I’m not a father. It’s surprising to many of my clients that as an attorney dealing with all the struggles of parenthood within the legal universe, I am not a parent myself. However, much like the fact that you don’t have to be a musician to appreciate great music, you don’t have to be a parent to appreciate the concepts, the importance, and the beauty found within this most primal of human relationships. Many of my clients are intentional fathers after great contemplation and planning, while others are fathers who were less than prepared for such a role. Either way, I believe I understand fatherhood, and that’s not a statement I make lightly. I don’t understand it due to my years of assisting countless dads in divorce, paternity, child custody, and child support cases. I understand fatherhood because I have more than 40 years of experience being the child of a great father. I know how important that relationship is to a kid, because I know how important it was, and still is, to me.

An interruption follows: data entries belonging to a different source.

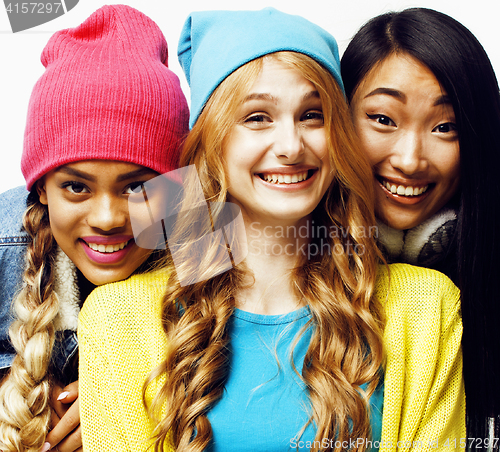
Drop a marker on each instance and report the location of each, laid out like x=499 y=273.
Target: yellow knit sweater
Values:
x=121 y=340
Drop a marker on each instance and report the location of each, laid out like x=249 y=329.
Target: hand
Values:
x=65 y=434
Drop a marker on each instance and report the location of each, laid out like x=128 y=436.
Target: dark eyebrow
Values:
x=274 y=100
x=389 y=92
x=122 y=177
x=310 y=95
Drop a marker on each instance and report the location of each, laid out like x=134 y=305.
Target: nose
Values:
x=108 y=213
x=288 y=142
x=408 y=155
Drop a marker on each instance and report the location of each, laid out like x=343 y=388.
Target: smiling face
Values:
x=407 y=128
x=276 y=156
x=88 y=213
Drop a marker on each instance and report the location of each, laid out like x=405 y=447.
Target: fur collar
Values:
x=423 y=245
x=66 y=288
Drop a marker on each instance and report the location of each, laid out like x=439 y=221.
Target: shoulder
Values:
x=12 y=208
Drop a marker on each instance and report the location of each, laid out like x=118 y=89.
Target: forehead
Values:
x=276 y=75
x=400 y=72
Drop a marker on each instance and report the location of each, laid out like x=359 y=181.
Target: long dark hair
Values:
x=463 y=69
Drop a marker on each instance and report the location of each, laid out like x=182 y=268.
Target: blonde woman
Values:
x=305 y=344
x=106 y=116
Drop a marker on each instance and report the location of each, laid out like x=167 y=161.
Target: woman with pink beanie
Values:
x=106 y=116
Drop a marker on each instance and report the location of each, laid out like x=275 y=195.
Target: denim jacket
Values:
x=13 y=243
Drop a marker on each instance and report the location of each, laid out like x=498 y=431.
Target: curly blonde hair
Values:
x=338 y=287
x=25 y=391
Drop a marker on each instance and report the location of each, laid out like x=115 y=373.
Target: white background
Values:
x=20 y=52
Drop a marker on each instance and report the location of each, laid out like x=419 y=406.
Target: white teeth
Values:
x=107 y=248
x=285 y=178
x=403 y=190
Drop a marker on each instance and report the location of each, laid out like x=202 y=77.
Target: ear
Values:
x=42 y=192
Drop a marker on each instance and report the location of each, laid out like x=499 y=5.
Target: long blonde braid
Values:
x=24 y=393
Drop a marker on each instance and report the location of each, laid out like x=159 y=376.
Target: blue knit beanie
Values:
x=213 y=44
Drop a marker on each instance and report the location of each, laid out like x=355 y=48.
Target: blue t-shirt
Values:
x=265 y=405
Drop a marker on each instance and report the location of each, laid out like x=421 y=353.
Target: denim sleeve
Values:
x=13 y=242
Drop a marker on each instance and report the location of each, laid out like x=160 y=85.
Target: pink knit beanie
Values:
x=106 y=94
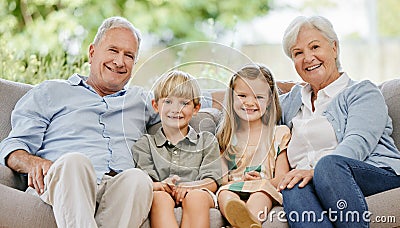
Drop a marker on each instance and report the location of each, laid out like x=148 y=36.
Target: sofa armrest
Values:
x=12 y=179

My dad did all the things you’d want a father to do. He threw baseballs in the backyard all summer long, attended every little league game, and knew how to grill a great hamburger. He worked hard and provided everything he could for his family, surely to the detriment of things he personally wanted. That’s something dads do that doesn’t occur to kids until they reach a certain age. Much of his extra spending money ended up under the Christmas tree or wrapped in colorful paper at birthday parties, and don’t forget about the struggle to afford those summer vacations! For more on that, check out my “Summer Vacation” post!

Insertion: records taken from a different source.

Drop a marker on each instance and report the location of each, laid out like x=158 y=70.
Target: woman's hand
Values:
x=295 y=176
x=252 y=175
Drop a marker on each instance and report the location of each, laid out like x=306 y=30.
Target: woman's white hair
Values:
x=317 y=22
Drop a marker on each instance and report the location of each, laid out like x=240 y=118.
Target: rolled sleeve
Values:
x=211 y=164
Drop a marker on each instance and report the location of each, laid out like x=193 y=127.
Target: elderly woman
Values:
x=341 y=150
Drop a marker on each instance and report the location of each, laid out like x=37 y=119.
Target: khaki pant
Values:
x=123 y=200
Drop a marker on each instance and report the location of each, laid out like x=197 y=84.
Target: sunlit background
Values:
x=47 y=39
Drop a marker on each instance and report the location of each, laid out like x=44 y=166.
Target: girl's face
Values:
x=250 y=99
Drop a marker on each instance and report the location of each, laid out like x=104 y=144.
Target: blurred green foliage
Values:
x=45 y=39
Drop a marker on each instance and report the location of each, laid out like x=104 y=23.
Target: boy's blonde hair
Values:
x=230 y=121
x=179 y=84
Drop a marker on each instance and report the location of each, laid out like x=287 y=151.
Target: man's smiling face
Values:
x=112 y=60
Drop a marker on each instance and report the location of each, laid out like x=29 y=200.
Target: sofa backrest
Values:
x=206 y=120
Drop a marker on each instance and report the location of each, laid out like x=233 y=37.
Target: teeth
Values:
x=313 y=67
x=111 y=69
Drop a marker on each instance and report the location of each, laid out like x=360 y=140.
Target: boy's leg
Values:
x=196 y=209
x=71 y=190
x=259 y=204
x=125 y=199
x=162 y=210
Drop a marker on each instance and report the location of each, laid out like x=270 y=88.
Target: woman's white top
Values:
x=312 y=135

In many ways my dad was a traditional man’s kind of man. He drove muscle cars, survived a tour in the jungles of Vietnam, fixed everything with his own two hands, and always seemed to be hammering on something. Every kind of device or machine imaginable from around the neighborhood found its way to our house. Everything from people’s malfunctioning TVs to bicycles to lawnmowers were dismantled, repaired, and reassembled. I grew up believing he could truly do anything! As a kid I just assumed he left for work in a white shirt and clip-on tie only to enter the nearest phone booth and emerge to save the world (and then arrive home each night in time for dinner). However, my dad wasn’t “macho”, he never needed to be. Without a touch of bravado or arrogance he commanded respect and taught me that a real man doesn’t boast about what he can do, he simply does it.

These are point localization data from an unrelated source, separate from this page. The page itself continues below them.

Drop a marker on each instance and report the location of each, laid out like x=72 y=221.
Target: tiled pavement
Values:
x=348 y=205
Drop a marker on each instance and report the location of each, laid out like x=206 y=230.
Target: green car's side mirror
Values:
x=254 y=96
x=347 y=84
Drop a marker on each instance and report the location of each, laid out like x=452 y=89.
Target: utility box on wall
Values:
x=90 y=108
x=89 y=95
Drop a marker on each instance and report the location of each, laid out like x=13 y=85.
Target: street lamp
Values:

As good as all that was, what really left an indelible mark on the person I would turn out to be was how my father treated other people. He was the first to show up to help a neighbor or family member and the last to leave when there was a job unfinished. He taught me that you didn’t promise anything you weren’t willing to follow through on. Even though he might not have approved of every choice I made as a young adult, he didn’t discourage me from pursuing the things I truly wanted in life, no matter how far fetched. Instead of telling me what to choose, he just taught me to choose carefully.
Unfortunately, being a dad is often a thankless job, which is why Father’s Day is so important. I’ve seen what a difference having an involved and caring father makes to one’s self esteem, work ethic, or even one’s world view. Let me be clear that the concept of “fatherhood” is not about being male or female. I’ve seen women successfully fill the stereotypical male roles and men fill those roles in which we expect to find women. Physiology aside, the title of “Father” simply identifies that person who embodies the role of protector, supporter, role model, catcher of baseballs, griller of hotdogs, and fixer of broken toys. Sometimes, single parents find themselves playing both parental roles out of necessity and they should be celebrated on Mother’s AND Father’s day. For some, that person may not even be a parent. It could be anyone who stepped up to fill those empty spaces. I hope that whoever that person is in your life, you find a moment to acknowledge all the moments they gave you in those formative years that made you who you are today. If your father has already passed from this world, pay homage to him by doing something that would make him proud. Trust me, it doesn’t take much.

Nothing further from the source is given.